One of the trends in lending over the last few years, based on Federal Reserve reports, has been banks tightening underwriting in CRE lending. Seeing that underwriting is largely stabilizing, at least in the one asset class, would be a sign of improvement.
However, CBRE did note that much is still unknown about how the Trump administration might affect economic growth, inflation, and the housing market. Lenders might have paused to assess what might happen this year and any changes they might need to make in response.
The going-in cap rate for average core multifamily properties was 4.90% in Q4; the average exit cap rate remained at 5.05%. Core unlevered IRR targets grew 12 basis points between Q3 and Q4 to reach 7.76% — the same as during the first quarter but four basis points below Q4 in 2023.
CBRE added that the spread should increase through 2025 and 2026, with going-in cap rates compressing more than exit cap rates. However, that assumes the Fed will continue to cut rates, which is a questionable premise, whether discussing the number, total, timing, and if any cuts happen in 2025.
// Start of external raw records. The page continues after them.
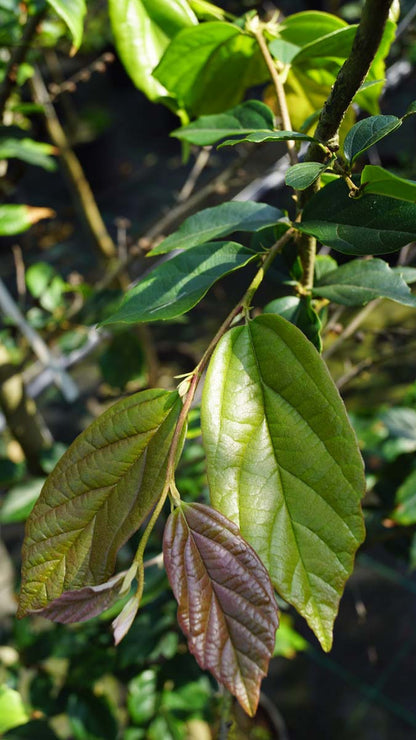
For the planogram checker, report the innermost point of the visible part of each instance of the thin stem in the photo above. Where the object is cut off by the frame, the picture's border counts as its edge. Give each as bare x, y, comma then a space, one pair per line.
279, 89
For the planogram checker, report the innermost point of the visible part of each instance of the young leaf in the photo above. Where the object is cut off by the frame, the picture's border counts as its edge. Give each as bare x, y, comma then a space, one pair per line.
259, 137
283, 463
176, 286
360, 281
227, 607
243, 119
17, 218
33, 152
301, 175
366, 133
72, 13
378, 180
218, 221
96, 498
199, 57
372, 224
142, 31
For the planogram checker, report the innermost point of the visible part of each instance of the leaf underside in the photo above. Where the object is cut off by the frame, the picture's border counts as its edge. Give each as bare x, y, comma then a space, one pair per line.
283, 463
97, 497
226, 604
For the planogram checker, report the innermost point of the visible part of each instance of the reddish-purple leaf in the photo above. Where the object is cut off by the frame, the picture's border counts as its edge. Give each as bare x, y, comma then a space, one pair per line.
83, 603
227, 607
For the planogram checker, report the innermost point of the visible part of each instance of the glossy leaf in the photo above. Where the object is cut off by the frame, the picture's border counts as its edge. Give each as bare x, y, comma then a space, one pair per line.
378, 180
301, 175
260, 137
142, 31
227, 607
27, 150
176, 286
360, 281
368, 132
17, 218
405, 511
96, 498
372, 224
283, 463
72, 13
199, 57
211, 223
243, 119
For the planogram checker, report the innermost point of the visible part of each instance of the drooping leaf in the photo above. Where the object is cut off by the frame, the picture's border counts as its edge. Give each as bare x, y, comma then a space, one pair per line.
283, 463
176, 286
96, 498
199, 57
142, 31
360, 281
28, 150
372, 224
218, 221
378, 180
301, 175
405, 510
243, 119
227, 607
85, 603
72, 13
17, 218
368, 132
259, 137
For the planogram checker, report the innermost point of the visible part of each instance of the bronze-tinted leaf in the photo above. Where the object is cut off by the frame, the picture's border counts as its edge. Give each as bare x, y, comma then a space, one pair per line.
227, 607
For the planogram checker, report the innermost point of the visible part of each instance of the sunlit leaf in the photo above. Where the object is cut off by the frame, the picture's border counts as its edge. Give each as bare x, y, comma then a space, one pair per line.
96, 498
218, 221
283, 463
176, 286
227, 608
372, 224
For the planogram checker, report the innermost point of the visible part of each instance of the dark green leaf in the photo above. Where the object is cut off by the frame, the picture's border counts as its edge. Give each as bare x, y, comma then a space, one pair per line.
97, 497
283, 463
226, 604
378, 180
176, 286
372, 224
368, 132
72, 13
301, 175
142, 31
360, 281
218, 221
243, 119
198, 58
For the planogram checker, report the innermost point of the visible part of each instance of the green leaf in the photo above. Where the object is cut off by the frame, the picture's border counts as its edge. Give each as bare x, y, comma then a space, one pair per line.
372, 224
12, 709
17, 218
176, 286
360, 281
28, 150
259, 137
301, 175
405, 511
198, 58
227, 608
142, 31
97, 497
378, 180
72, 13
243, 119
283, 463
211, 223
368, 132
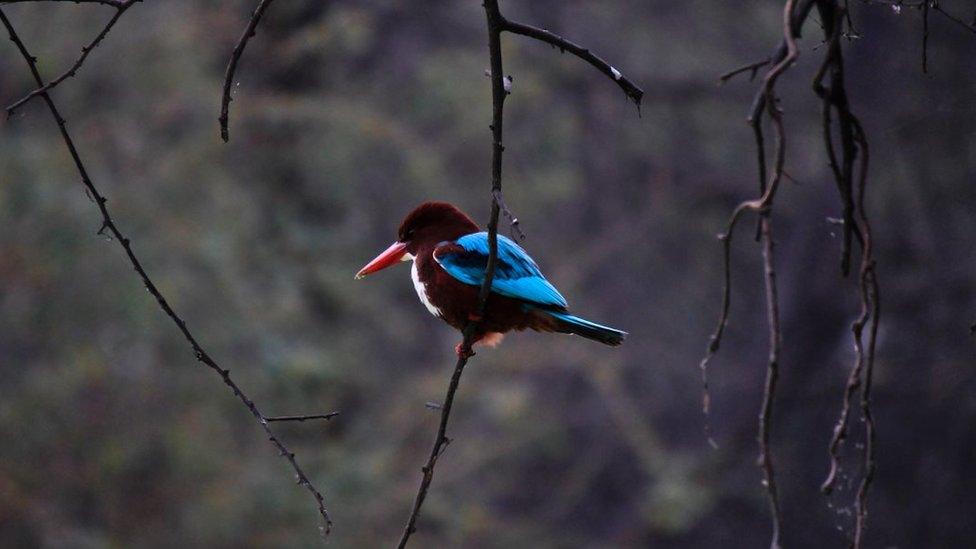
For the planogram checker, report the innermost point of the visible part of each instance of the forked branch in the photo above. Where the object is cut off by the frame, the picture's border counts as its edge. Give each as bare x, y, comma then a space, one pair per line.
496, 24
120, 8
235, 57
109, 225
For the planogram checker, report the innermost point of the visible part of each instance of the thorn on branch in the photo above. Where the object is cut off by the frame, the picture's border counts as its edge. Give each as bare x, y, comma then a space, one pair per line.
235, 57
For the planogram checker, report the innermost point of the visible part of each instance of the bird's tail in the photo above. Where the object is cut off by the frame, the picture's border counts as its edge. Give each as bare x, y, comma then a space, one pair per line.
591, 330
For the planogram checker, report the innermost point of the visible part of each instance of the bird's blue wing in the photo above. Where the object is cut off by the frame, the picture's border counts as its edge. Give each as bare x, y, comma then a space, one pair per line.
516, 275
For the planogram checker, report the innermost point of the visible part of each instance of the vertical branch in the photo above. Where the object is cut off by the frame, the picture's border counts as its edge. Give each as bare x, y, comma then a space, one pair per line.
772, 374
108, 224
853, 144
925, 36
791, 24
235, 57
782, 58
495, 24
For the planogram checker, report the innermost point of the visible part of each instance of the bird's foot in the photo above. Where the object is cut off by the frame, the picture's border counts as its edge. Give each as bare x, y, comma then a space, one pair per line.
463, 351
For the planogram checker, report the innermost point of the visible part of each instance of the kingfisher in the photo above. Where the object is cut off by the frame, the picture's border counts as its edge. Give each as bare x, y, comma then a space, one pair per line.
450, 254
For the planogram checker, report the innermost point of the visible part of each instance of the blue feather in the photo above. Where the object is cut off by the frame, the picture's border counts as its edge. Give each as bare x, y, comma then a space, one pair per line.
516, 274
592, 330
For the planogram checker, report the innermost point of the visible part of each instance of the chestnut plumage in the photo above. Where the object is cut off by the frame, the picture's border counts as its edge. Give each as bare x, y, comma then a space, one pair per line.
449, 255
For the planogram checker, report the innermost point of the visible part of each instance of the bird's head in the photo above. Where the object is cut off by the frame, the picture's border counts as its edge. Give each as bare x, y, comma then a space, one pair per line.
426, 226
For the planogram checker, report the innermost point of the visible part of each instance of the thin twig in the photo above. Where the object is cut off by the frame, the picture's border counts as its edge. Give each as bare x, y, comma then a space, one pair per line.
783, 57
235, 57
328, 416
498, 93
120, 9
751, 68
513, 221
772, 374
925, 37
109, 224
114, 3
633, 91
762, 205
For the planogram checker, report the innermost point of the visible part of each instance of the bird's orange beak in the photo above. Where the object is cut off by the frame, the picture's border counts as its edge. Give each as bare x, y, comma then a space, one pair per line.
395, 253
A dozen of the 18 markets examined had stable IRR targets for core assets last quarter. Los Angeles and Philadelphia saw IRR targets decrease. On the flip side, in Atlanta, Austin, Chicago, and Washington, D.C., IRR targets increased.
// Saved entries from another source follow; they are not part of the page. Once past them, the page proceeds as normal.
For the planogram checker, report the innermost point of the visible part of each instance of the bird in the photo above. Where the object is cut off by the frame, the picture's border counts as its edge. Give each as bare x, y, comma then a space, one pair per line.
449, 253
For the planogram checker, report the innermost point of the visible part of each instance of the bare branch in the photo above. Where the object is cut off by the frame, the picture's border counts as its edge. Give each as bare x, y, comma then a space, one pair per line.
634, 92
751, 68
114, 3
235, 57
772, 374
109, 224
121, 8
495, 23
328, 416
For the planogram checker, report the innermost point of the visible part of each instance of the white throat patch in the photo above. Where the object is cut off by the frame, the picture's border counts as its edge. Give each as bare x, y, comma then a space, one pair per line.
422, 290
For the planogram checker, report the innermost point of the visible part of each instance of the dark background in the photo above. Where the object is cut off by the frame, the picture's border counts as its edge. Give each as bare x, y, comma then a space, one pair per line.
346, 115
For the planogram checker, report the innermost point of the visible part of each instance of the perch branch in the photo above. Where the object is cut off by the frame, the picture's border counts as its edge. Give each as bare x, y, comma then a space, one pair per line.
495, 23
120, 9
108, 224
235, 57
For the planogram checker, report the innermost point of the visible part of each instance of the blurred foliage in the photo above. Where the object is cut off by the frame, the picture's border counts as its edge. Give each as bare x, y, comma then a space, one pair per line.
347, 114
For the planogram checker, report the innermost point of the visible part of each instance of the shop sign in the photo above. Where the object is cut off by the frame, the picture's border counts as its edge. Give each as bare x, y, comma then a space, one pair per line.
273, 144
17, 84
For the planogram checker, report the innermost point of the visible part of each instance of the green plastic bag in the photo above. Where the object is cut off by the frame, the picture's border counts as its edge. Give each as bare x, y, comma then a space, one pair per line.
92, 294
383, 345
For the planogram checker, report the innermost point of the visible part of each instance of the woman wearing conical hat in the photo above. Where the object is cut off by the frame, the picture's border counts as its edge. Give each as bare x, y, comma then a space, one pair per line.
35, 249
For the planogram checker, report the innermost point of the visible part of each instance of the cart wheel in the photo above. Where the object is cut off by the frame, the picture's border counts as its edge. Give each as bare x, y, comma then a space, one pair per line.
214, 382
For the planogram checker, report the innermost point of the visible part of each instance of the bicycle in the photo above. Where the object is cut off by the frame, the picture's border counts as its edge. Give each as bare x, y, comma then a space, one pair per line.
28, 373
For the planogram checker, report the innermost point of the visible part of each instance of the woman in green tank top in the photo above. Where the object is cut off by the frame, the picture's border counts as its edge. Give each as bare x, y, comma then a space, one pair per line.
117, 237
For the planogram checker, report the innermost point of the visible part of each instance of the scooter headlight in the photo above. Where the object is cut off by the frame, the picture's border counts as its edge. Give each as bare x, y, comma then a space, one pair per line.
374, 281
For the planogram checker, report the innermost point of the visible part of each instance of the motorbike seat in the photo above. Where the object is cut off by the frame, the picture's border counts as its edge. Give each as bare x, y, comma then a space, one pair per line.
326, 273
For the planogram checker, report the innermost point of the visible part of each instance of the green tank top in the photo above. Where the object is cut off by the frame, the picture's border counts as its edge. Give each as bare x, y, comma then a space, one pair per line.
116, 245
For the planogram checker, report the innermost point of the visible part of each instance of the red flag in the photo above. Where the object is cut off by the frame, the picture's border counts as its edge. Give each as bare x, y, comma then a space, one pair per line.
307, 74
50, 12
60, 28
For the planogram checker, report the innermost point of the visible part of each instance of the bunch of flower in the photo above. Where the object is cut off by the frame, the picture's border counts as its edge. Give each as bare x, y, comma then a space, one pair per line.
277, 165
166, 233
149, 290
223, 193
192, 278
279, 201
Last quarter, CBRE added a new question about buyer and seller sentiment for core and value-added properties. Buyers were mostly positive to neutral. Sellers, however, were split. Core sellers were mostly neutral. Value-add sellers were more negative. Also, negative seller sentiment was more significant in the Sun Belt for core and value-add. However, Dallas and Miami did see positive seller sentiment for both asset types.
Assumptions of asking rent growth for core assets looking ahead for three years were up for the second consecutive quarter from 2.5% to 2.7%. Growth assumptions were particularly higher in Atlanta, Philadelphia, and Seattle, which largely drove the overall increase, suggesting that the other 15 regions might not have grown much.
Value-add going in cap rates grew 5 basis points to 5.24% but other metrics saw a slight improvement. Exit cap rates dropped five basis points to 5.38%. There was a 14 basis point gap between going-in and exit cap rates, similar to that of core assets. Value-add asset unlevered IRR targets were down by five basis points to 9.96%.
There was a core asset going-in cap rate compression in Boston, Los Angeles, Philadelphia, San Francisco, and Seattle. There were slight increases in Atlanta, Austin, Charlotte, Chicago, and Washington, D.C.
CBRE expects less variation in underwriting assumptions as markets gain clarity on the impacts of changes from the Trump administration.